N°8 – Amour ambigu du pauvre : Dans la pièce, Vera, la sournoise héroïne lesbienne, joue d’abord les saint Bernard :« Tu connais mon penchant naturel à venir au secours des désespérés. » Mais son amante Lola, qui connaît ses calculs, la remet à sa place : « Tu es incapable d’une vraie générosité. Tu reprends d’une main ce que tu donnes de l’autre. »
 

N°10 – Androgynie Bouffon-Tyran : « En général, elle se plie à ma volonté. » (Vera parlant de son amante Lola) ; « Si je comprends bien, ma relation avec Lola est sous ton contrôle ? » (Nina s’adressant à Vera, idem) ; « Je me demande si tu ne manœuvres pas dans l’ombre pour manipuler Lola. » (Nina s’adressant à Vera, idem) ; « Ta dépendance et ta soumission avec cette fille me gêne profondément. » (Nina s’adressant à son amante Lola, idem)
 

N°12 – Appel déguisé : « Personne ne semble se rendre compte que j’existe. » (Nina) ; « Je ne suis rien.

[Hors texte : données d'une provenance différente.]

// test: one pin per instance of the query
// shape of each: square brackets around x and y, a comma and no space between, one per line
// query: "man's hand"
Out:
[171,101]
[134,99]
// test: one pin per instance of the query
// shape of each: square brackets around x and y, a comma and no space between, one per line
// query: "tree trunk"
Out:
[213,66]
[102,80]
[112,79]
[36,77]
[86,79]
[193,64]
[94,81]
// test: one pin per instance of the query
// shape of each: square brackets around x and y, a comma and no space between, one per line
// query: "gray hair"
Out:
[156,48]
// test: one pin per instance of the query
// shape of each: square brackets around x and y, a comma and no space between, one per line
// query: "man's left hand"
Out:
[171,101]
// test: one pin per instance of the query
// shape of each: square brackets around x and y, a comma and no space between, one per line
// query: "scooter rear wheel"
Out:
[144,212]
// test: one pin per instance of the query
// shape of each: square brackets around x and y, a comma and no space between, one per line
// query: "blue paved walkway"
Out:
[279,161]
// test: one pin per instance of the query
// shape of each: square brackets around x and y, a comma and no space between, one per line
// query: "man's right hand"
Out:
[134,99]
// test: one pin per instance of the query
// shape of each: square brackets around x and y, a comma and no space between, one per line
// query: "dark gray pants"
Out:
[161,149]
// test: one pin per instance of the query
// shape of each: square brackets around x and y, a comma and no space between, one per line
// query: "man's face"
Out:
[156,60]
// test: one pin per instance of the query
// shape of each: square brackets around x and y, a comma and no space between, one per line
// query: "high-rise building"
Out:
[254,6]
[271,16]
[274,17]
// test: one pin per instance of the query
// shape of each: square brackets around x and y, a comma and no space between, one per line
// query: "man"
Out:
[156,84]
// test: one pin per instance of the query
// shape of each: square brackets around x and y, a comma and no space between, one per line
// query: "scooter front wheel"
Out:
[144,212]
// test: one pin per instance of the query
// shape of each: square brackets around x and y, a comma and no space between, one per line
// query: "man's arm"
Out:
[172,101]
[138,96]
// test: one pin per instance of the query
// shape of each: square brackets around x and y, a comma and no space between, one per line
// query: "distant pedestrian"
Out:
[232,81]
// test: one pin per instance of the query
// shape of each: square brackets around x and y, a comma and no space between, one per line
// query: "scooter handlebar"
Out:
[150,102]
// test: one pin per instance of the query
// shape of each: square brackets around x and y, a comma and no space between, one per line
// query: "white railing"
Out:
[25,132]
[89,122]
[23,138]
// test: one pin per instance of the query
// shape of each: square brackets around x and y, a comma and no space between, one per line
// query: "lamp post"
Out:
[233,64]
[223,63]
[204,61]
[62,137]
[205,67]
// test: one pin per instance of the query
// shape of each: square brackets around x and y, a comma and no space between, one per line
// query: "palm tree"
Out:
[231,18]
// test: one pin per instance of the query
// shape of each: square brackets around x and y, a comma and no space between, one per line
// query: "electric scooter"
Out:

Je n’existe pas. » (idem) ; « Personne ne m’aime. Personne ne m’entend. » (idem) ; « J’ai peur de partir à la dérive. » (Lola s’adressant en pleurs à son amante Vera, idem)
 

N°14 – Artiste raté : Dans la pièce, Pierre-André, un dentiste, prend Nina, l’héroïne lesbienne, pour « une grande artiste en mosaïques », ce qui fait bien glousser Lola l’amante de Nina, ainsi que Vera la copine de celle-ci : « Il lui a donné l’illusion d’être une artiste ! » (Lola) Nina se console comme elle peut : « Y’a au moins quelqu’un qui me reconnaît un peu de talent. »
 

N°24 – Cannibalisme : Dans la pièce, Vera trouve Nina (l’amante de sa copine Lola) « fraîche » et se moque de leurs rendez-vous culinaires : «Un déjeuner par-ci par-là. » Et en effet, Lola semble complètement dépendante de la génitalité : « Ta peau… Je ne peux pas me passer de ta peau. » dit-elle à Nina. Vera et Lola, qui s’étaient organisées un week-end de cuisine bobo élaborée en amoureuses, se ravisent : « Remettons ce week-end gastronomique à plus tard. » (Lola s’adressant à Vera)
 

N°30 – Chiens : Dans la pièce, Nina, l’héroïne lesbienne, est dévalorisée autant par ses parents que par sa maîtresse Lola qui conforme un couple régulier et machiavélique avec Vera. Par exemple, elle raconte que sa mère a donné le prénom « Nina » à sa nouvelle chienne : « Une mère qui donne le prénom de sa fille à sa chienne ! » Et plus tard, face à sa plainte de femme malaimée, Vera compare Nina à un toutou : « C’est vrai, tu as un côté chien battu qui est agaçant. »
 

N°38 – Couple criminel : « Je crois que vous êtes malades toutes les deux. » (Nina se faisant manipuler par le couple lesbien Vera/Lola)
 

N°45 – Désir désordonné : « Nous devrions faire le bilan de nos déviations » (Lola s’adressant à son amante Vera) ; « Je suis totalement gouvernée par mon désir. C’est embêtant. » (Lola, l’héroïne lesbienne en couple avec Vera… mais aussi Nina) ; « Ne penses-tu pas que l’objet du désir ne prend pas trop de place dans notre vie ? » (Vera s’adressant à Lola, idem)
 

N°53 – Drogues : « Je vais t’inonder de ma tendresse. » (Lola’adressant à son amante Vera)
 

N°55 – Eau : « Nous étions sur les quais. » (Vera s’adressant à son amante Lola à propos de leur première rencontre)
 

N°56 – Élève/Prof : Dans la pièce, Lola a flashé sur Vera quand celle-ci, maître de conférence à la fac, a parlé avec verve au micro et que Lola était étudiante dans les années 1970.
 

N°57 – Emma Bovary (Mélodrame) : « N’oublie pas mon cher amour. C’est moi qui fais tomber le rideau. » (Vera s’adressant à son amante Lola,)
 

N°66 – Faux intellectuels : Dans la pièce, Lola trompe sa copine Vera d’un commun accord avec Nina. Lola et Vera voient Nina comme le dindon de leur farce, la godiche-fantaisie : « Cette fille est une conne. » (Vera s’adressant à Lola) ; « C’est évident. » confirme Lola dans la dérision : « La femme avec qui je m’épanouis sexuellement est une conne ; et la femme avec qui je vis est une lumière. » Lola ne cache pas son mépris intellectuel face à Nina : « Je suis beaucoup plus émue par ta peau que par tes connexions neuronales. » ; « Côté cérébral, tu ne peux pas rivaliser avec Vera. » (idem)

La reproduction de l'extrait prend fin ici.